All patients who received at least one dose of study drug were evaluated for safety (modified intent-to-treat [mITT] population). Safety was assessed from serial medical history and physical examinations, reports of clinical adverse events, and findings from routine electrocardiograms (ECGs), and serum chemistry, hematology, coagulation, and urinalysis tests. Adverse events were recorded throughout the study period, up to and including the test-of-cure visit. Before unblinding, the investigator categorized the severity of each adverse event and the potential for relationship to study drug. Serious adverse events (ie, those that were life-threatening, led to prolongation of the existing hospitalization, caused persistent or significant disability or incapacity, or death) were also recorded.
Several subpopulations of patients were assessed for safety, clinical, and bacteriologic outcomes. Patients who satisfied the inclusion/exclusion criteria were included in the intent-to-treat (ITT) population, whereas the subset of patients who received at least 1 dose of study drug made up the mITT population. Those patients in the mITT population who had clinical evidence of a complicated intra-abdominal infection, by meeting the minimal disease criteria, and had a confirmed baseline isolate made up the microbiological-modified (m-mITT) population. From this latter group, the microbiologically evaluable (ME) population was defined as those who met all inclusion/exclusion criteria; had at least 5 days of therapy; did not receive concomitant antibiotics after the baseline intra-abdominal culture was obtained through the test-of-cure visit; had a test-of-cure visit 14 to 35 days after the first dose of study drug; and had a baseline intra-abdominal culture containing at least one causative isolate that was susceptible to both study drugs. If these criteria were not met at any time during the study, the patient was declared non-evaluable and the outcome of cure/failure/indeterminate was analyzed within the m-mITT population. Patients were considered nonevaluable for inclusion in the ME population if death occurred or if they withdrew from the study <48 hours after the first dose of study drug.

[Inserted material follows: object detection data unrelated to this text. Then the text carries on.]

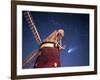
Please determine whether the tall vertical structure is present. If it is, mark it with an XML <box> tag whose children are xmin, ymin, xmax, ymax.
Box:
<box><xmin>23</xmin><ymin>12</ymin><xmax>64</xmax><ymax>68</ymax></box>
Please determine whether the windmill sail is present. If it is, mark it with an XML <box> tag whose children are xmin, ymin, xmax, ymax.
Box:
<box><xmin>24</xmin><ymin>11</ymin><xmax>42</xmax><ymax>45</ymax></box>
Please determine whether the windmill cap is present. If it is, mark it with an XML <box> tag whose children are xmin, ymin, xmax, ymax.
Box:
<box><xmin>58</xmin><ymin>29</ymin><xmax>64</xmax><ymax>37</ymax></box>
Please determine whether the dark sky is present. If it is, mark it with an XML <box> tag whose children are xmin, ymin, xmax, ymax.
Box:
<box><xmin>22</xmin><ymin>11</ymin><xmax>89</xmax><ymax>68</ymax></box>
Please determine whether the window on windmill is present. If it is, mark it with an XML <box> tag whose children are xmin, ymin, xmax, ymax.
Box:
<box><xmin>54</xmin><ymin>62</ymin><xmax>58</xmax><ymax>67</ymax></box>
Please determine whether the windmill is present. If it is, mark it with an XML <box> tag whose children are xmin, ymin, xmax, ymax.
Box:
<box><xmin>22</xmin><ymin>11</ymin><xmax>64</xmax><ymax>68</ymax></box>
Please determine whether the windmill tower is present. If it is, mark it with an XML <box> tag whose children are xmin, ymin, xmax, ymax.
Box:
<box><xmin>23</xmin><ymin>12</ymin><xmax>64</xmax><ymax>68</ymax></box>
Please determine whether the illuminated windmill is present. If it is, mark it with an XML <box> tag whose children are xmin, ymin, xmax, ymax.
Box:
<box><xmin>23</xmin><ymin>12</ymin><xmax>64</xmax><ymax>68</ymax></box>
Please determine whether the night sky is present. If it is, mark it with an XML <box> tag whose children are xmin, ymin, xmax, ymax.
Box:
<box><xmin>22</xmin><ymin>11</ymin><xmax>89</xmax><ymax>68</ymax></box>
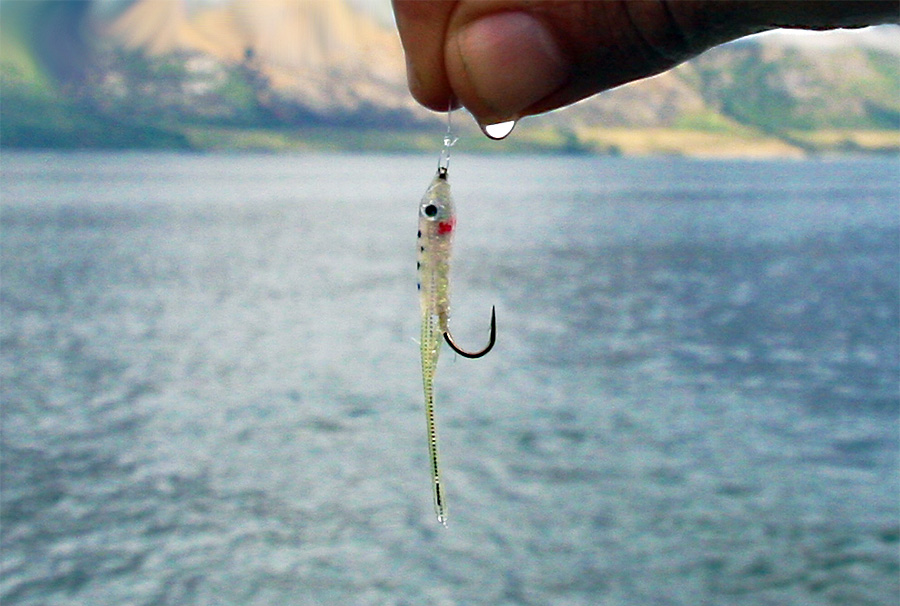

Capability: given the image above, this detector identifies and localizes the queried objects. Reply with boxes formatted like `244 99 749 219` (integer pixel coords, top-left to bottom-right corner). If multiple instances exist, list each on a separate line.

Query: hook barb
444 305 497 359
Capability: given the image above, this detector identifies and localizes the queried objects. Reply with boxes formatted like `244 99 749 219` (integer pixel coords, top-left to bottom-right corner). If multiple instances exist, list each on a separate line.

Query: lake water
0 152 900 606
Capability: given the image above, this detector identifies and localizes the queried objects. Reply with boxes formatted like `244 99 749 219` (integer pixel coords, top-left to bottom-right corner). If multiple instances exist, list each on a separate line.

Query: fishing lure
416 118 497 526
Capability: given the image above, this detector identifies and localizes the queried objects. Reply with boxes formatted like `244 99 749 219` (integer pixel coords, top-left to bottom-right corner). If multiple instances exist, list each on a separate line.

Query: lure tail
422 314 447 526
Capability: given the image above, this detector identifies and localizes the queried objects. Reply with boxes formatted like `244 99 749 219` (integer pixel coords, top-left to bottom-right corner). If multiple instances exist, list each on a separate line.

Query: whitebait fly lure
416 115 497 526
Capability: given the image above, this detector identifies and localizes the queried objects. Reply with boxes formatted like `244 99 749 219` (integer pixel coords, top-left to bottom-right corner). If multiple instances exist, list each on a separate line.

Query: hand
393 0 898 124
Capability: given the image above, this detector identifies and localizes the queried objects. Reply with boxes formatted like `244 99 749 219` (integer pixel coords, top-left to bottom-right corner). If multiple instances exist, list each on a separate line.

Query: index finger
392 0 458 111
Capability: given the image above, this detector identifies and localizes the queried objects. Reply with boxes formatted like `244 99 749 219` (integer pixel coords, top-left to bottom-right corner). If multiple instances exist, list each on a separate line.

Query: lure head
419 172 456 235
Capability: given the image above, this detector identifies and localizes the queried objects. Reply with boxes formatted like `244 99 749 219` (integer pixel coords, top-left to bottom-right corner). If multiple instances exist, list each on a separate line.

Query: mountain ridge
0 0 900 153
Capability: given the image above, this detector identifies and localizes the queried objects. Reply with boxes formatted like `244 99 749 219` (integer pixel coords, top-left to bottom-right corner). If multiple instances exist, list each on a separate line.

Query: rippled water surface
0 149 900 606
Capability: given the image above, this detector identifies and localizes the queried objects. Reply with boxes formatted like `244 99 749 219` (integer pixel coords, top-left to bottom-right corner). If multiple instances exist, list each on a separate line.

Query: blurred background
0 0 900 606
0 0 900 157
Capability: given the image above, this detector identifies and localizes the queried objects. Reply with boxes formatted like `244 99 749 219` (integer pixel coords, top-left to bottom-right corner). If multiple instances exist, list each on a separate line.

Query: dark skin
393 0 900 124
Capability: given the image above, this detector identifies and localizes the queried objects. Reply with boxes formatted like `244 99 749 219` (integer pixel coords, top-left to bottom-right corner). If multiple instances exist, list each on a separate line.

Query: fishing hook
444 305 497 359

The primary endpoints of the study were clinical response at the test-of-cure visit (14–35 days after therapy) for the m-mITT and ME populations. Secondary analyses included bacteriologic response at the test-of cure visit by patient and isolate, as well as clinical response rates stratified as monomicrobial versus polymicrobial, and by isolate.
Statistical analysis was performed by the Clinical Biostatistics department of Wyeth Research, Collegeville, PA. Categorical baseline demographic and medical variables were analyzed using the Fisher exact test. Continuous variables were compared using a one-way analysis of variance (ANOVA) model with treatment as a factor. Between-group comparisons of adverse events were analyzed by using the Fisher exact test. For laboratory tests, vital signs, and ECG results, within-group changes from baseline were analyzed by using a paired t-test and between-group comparisons were made by using the analysis of covariance, adjusting for baseline value. The difference between treatment groups in the percentage of premature withdrawal from study drug was evaluated by using a 2-sided Fisher exact test.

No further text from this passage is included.